C’est notamment pourquoi, en 2009, la France se dotait d’une loi relative à l’orientation et à la formation professionnelle tout au long de la vie. Plus généralement, dans les mentalités, il apparaît que la carrière incombe désormais à l’individu plus qu’à l’organisation dans laquelle il évolue.
L’adaptabilité, une capacité à activer
Depuis les années 2010, on assiste ainsi en parallèle à une multiplication des acteurs de l’accompagnement professionnel. Cette aide apparaît essentielle car les individus aujourd’hui ont besoin de cultiver une compétence qui ne leur a pas été transmise par leur scolarité ni par leur éducation : celle de l’adaptabilité, qui regroupe un ensemble de ressources psychosociales qui permettent à l’individu de rebondir face à des situations imprévues ou complexes.

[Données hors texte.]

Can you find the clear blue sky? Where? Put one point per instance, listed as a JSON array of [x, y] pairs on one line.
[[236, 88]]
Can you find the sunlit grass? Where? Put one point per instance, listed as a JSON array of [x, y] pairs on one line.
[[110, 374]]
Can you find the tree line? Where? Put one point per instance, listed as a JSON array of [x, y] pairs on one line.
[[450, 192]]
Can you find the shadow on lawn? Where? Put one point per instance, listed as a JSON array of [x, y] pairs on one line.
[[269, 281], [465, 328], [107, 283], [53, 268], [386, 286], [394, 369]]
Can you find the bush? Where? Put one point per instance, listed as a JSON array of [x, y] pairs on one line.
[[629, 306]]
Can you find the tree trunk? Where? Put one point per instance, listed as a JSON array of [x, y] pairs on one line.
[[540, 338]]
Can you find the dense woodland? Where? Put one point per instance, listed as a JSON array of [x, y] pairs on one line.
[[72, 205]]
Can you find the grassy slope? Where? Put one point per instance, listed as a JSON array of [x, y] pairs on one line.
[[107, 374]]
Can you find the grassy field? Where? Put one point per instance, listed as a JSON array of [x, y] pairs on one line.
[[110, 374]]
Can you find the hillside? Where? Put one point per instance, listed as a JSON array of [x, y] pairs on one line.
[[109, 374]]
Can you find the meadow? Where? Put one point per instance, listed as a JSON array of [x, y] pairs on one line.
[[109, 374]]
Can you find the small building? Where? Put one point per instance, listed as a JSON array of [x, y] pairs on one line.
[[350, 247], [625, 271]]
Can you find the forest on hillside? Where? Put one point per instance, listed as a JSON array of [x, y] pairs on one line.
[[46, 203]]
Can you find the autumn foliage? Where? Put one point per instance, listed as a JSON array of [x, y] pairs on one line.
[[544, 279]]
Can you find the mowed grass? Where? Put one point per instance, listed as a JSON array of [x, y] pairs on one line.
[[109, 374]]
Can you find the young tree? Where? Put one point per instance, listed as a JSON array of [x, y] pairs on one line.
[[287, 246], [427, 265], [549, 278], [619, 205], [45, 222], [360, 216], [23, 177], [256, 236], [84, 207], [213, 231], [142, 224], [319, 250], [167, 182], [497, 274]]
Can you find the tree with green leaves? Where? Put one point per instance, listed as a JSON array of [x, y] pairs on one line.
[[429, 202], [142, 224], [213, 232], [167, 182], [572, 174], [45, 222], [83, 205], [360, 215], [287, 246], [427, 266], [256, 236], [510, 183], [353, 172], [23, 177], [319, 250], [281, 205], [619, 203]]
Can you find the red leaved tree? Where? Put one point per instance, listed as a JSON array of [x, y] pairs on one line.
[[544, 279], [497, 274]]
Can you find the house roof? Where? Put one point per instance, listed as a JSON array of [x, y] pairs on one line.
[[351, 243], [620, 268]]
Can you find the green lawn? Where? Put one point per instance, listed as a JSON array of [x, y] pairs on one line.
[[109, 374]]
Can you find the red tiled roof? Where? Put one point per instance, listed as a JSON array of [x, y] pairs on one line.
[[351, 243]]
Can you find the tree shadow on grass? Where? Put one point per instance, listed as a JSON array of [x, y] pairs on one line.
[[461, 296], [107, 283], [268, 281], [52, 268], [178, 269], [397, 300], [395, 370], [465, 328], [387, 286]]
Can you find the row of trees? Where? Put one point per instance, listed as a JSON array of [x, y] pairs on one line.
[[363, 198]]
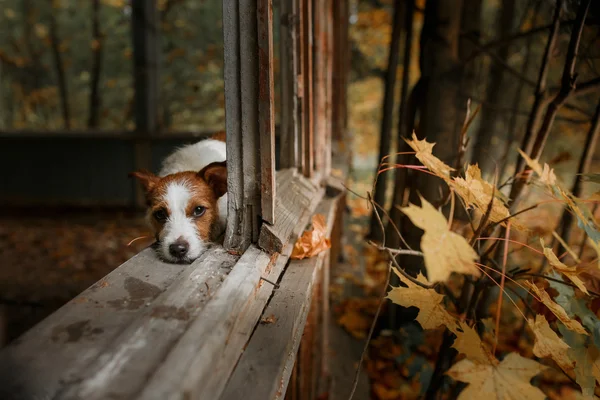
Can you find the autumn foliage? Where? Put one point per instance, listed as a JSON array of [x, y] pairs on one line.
[[556, 305]]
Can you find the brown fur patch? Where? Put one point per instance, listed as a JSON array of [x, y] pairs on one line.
[[202, 195]]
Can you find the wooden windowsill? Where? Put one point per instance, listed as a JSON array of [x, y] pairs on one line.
[[155, 330]]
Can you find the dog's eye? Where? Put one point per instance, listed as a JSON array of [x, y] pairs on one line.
[[199, 211], [160, 215]]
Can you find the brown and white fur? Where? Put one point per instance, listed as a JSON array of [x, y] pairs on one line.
[[187, 201]]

Ce dernier peut alors mobiliser une conscience forte qui l’amène à se préoccuper de ce qui l’intéresse le plus, il met en œuvre des stratégies pour connaître ses besoins et dévoiler ses aspirations profondes, il recourt à l’aide extérieure pour identifier des ressources, collecter de l’information, confronter des scénarios divers de son devenir et cultiver un sentiment de préférence entre ces scénarios. Il a aussi l’aptitude de se mobiliser entièrement dans la réalisation concrète de ce qui va servir son équilibre et lui assurer un échange harmonieux avec son environnement.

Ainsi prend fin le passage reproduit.